Le projet de recherche NEOMATRIX inclut à la fois des applications standard de l’archéogénomique et de la bioarchéologie et des innovations méthodologiques expérimentales. Nous combinerons les données paléoogénomiques et isotopiques obtenues auparavant à partir des os et dents animales et humaines pour analyser de manière intégrée la génomique des populations et individus pour reconstruire les migrations des populations et la structure des sociétés. Grâce au travail entre les équipes, les réunions conjointes des laboratoires et les visites croisées de chercheurs, NEOMATRIX favorisera le développement de nouveaux outils de recherche dont les applications iront au-delà de ce projet. De tels outils correspondent aussi bien à des nouveaux protocoles de biologie moléculaire adaptés aux spécificités de l’ADN hautement dégradé, aussi bien en ce qui concerne la construction des banques d’ADN à partir de l’ADN simple brin ou double brin que la capture par hybridation des séquences d’intérêt.
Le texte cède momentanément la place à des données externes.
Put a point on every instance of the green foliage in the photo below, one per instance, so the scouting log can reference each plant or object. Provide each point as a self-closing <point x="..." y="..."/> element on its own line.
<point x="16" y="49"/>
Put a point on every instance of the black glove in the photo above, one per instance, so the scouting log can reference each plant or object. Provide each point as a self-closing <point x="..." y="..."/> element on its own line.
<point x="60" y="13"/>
De nouveaux outils d’analyse informatique des séquences pour obtenir des données robustes à partir de génomes faiblement couverts seront aussi produits, ainsi que des méthodes d’inférence démographiques avec du calcul bayésien approximatif (ABC) et l’analyse de l’ADNa avec des outils d’apprentissage profond.
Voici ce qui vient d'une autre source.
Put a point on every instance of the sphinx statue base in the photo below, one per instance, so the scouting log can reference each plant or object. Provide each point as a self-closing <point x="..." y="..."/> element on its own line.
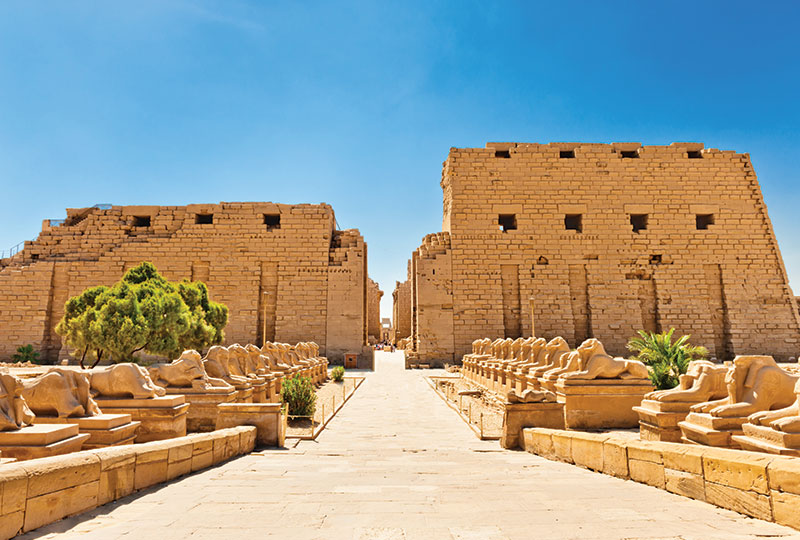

L’ADN ancien consiste à extraire l’ADN des os d’organismes ayant vécu dans un passé lointain, à lire la séquence d’ADN et à la comparer aux séquences d’ADN d’autres organismes. Ces comparaisons génétiques fournissent des informations sur l’histoire démographique couvrant des événements tels que la migration, sur les modèles de parenté biologique au sein de la société, ainsi que sur la sélection naturelle.